Mobilitas adalah pergerakan yang memberikan kebebasan dan kemandirian

bagi seseorang.Walaupun jenis aktifitas berubah sepanjang kehidupan manusia,

mobilitas adalah pusat berpartisipasi dalam menikmati kehidupan.

Mempertahankan mobilitas optimal sangat penting untuk kesehatan mental dan

fisik semua lansia. ( mickey dkk, 2006 )

Mobilitas bukan merupakan sesuatu yang absolute dan status hanya dalam hal

menentukan kemampuan orang dalam berjalan. Tetapi mobilitas merupakan

sesuatu yang individualis yang bergantung pada interaksi antara factor-faktor

lingkungan dan social, afektif dan fungsi fisik. Untuk seseorang, mobilitas

optimal mungkin berupa berjalan sekitar 8 kilo meter setiap harinya. Tetapi untuk

orang lain termasuk lansia didalamnya, mobilitas dapat melibatkan pergerakan

yang terbatas dengan bantuan. ( mickey dkk, 2006 )

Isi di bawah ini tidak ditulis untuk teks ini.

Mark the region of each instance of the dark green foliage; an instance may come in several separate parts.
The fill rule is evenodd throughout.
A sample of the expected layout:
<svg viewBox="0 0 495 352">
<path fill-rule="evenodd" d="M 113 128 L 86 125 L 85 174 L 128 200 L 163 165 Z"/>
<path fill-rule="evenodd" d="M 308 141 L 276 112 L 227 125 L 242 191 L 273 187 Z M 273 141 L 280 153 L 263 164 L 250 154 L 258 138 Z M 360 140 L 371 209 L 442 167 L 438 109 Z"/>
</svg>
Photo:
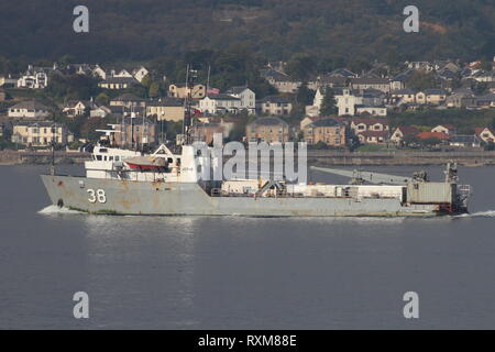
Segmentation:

Gangguan yang berhubungan dengan perubahan mobilitas sering kali terjadi

pada lansia.Studi-studi tentang insidensi diagnosis keperawatan yang digunakan

untuk lansia yang berada diinstitusi perawatan mengungkapkan bahwa hambatan

mobilitas fisik adalah diagnosis pertama atau kedua yang paling sering muncul.

Untuk mengetahui lebih jelas tentang gangguan yang berhubungan dengan

perubahan mobilitas pada lansia, kami akan membahas pada bab berikutnya.

1

1.2. Tujuan Masalah

Tujuan khusus

Mahasiswa mampu memahami tentang perubahan mobilitas dan

muskuloskeletal pada lansia

Tujuan umum

1. Untuk mengetahui perubahan yang terjadi pada mobilitas lansia

2. Untuk mengetahui etiologi perubahan mobilitas pada lansia

3. Untuk mengetahui perubahan system musculoskeletal lansia

4. Untuk mengetahui gangguan-gangguan yang terjadi pada system

musculoskeletal lansia.

2

BAB II

TINJAUAN TEORI

A. PERUBAHAN MOBILISASI LANSIA

1. Pengertian mobilisasi

Mobilisasi dalam konteks keperawatan mengacu pada kemampuan seseorang

untuk berjalan, bangkit, berdiri dan kembali ke tempat tidur, kursi, kloset, duduk

dan sebagainya, disamping menggunakan ekstremitas (Darmojo, 1999)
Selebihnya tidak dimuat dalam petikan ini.